2 Envelhecimento e Saúde: um convite à reflexão.
O envelhecimento é um processo complexo, pluridimensional, revestido não apenas
por perdas mas também por aquisições individuais e coletivas, fenômenos
inseparáveis e simultâneos. Por mais que o ato de envelhecer seja individual, o
ser humano vive na esfera coletiva e como tal, sofre as influências da
sociedade. A vida não é só biológica, ela é social e culturalmente construída,
portanto pode-se dizer que os estágios da vida apresentam diferentes
significados e duração. Entendo que o envelhecimento é um fenômeno natural e
processual, compreendido como o processo de vida, ou seja, envelhecemos porque
vivemos, muitas vezes sem nos darmos conta disto. O processo de envelhecimento
contém, pois, a fase da velhice mas não se esgota nela. A qualidade de vida e,
consequentemente, a qualidade do envelhecimento relacionam-se com a visão de
mundo (mentalidade) do indivíduo e da sociedade em que ele está inserido, bem
como com o "estilo de vida" conferido a cada ser e é nesse contexto que busco
compreender o processo de envelhecimento e sua relação com a saúde individual e
coletiva (1) e consequentemente com o cuidado enquanto uma atitude para a
manutenção da vida.
Buscando situar a Saúde enquanto campo teórico optei pela utilização do
referencial de Canguilhem, que propõe que em se tratando de defini-la é
necessário partir da dimensão do ser, pois é neste contexto que ocorrem as
definições do que é normal ou patológico. O que é considerado normal em um
indivíduo pode não ser para outro; não há rigidez nesse processo, "a fronteira
entre o normal e o patológico é imprecisa para diferentes indivíduos
considerados simultaneamente, mas é perfeitamente precisa para um único e mesmo
indivíduo considerado sucessivamente" (2:145).

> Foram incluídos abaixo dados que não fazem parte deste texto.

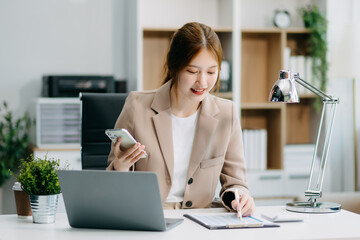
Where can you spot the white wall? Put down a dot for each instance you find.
(260, 13)
(340, 15)
(51, 37)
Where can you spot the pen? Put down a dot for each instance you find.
(239, 215)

Assim podemos ir deduzindo que o ser humano precisa se auto conhecer, necessita
saber avaliar as transformações que o seu corpo sofre e identificar os sinais
expressos por ele. Este processo é viável apenas na perspectiva relacional, uma
vez que o normal e o patológico só podem ser apreciados numa relação.

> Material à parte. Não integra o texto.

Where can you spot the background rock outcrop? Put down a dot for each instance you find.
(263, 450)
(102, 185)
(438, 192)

Considerando essa dimensão nas práticas de saúde, os profissionais de saúde
precisam estar preparados para atender as particularidades individuais, mesmo
em situações que demandem ações coletivas.

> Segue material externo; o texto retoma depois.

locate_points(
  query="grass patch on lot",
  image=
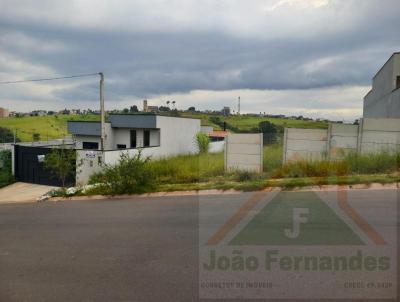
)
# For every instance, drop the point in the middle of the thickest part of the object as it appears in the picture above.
(206, 171)
(248, 122)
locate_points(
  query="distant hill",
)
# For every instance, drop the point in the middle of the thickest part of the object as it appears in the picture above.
(53, 127)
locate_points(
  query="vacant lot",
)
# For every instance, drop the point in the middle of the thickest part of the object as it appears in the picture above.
(55, 126)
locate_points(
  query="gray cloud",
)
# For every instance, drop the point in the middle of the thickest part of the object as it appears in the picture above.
(347, 44)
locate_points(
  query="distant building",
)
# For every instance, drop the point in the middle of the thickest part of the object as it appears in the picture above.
(38, 113)
(383, 100)
(75, 111)
(4, 113)
(226, 111)
(147, 108)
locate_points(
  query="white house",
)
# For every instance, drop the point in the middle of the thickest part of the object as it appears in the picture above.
(383, 100)
(155, 135)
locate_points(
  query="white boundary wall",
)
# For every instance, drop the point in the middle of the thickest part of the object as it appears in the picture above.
(377, 135)
(244, 152)
(216, 147)
(309, 144)
(334, 143)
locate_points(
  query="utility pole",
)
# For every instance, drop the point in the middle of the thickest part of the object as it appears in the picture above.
(102, 113)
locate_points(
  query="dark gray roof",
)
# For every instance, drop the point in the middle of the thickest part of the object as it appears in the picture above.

Destaco que o que caracteriza a saúde "é a possibilidade de ultrapassar a norma
que define o normal momentâneo, a possibilidade de tolerar infrações à norma
habitual e de instituir normas novas em situações novas". Desta forma pode-se
afirmar que "estar em boa saúde é poder cair doente e se recuperar; é um luxo
biológico". Onde "(...) a possibilidade de abusar da saúde faz parte da saúde"
(2:158).
Nesta dimensão a saúde expressa um sentimento de segurança na vida, uma vez que
representa "uma maneira de abordar a existência com uma sensação não apenas de
possuidor ou portador, mas também, se necessário, de criador de valores, de
instaurador de normas vitais" (2:163). A saúde torna-se a capacidade que o ser
humano tem de gastar, consumir, a própria vida, sendo que não sente o bem-
estar, pois esse é a consciência de viver, é o seu impedimento que provoca a
reação do indivíduo com vistas a restabelecê-lo (2). Vale destacar que a vida
não admite a reversibilidade, ela aceita apenas reparações. Cada vez que o
indivíduo fica doente esta reduzindo o poder que tem de enfrentar outros
agravos, ele gasta o seu seguro biológico, sem o qual não estaria nem mesmo
vivo.
Mesmo pensando em saúde nas dimensões do coletivo e do planeta é imprescindível
considerar o indivíduo como ponto de referência. Só existe o social e o
planetário porque existe o ser. Pensemos o envelhecimento nesta lógica: por
mais que se aborde a perspectiva populacional, quem envelhece é o indivíduo e
como tal deve ser considerado. A maneira como cada ser na sua especificidade
"gasta" a vida será o delimitador da qualidade do envelhecimento, vivemos
porque consumimos vida. Quem não consome a vida não a tem, não envelhece,
simplesmente porque não existe enquanto ser. "A utopia do corpo conservado para
sempre só se realiza com a mumificação. Dura-se para sempre, só que à custa do
movimento, do prazer, da dor e da vida " (3:33).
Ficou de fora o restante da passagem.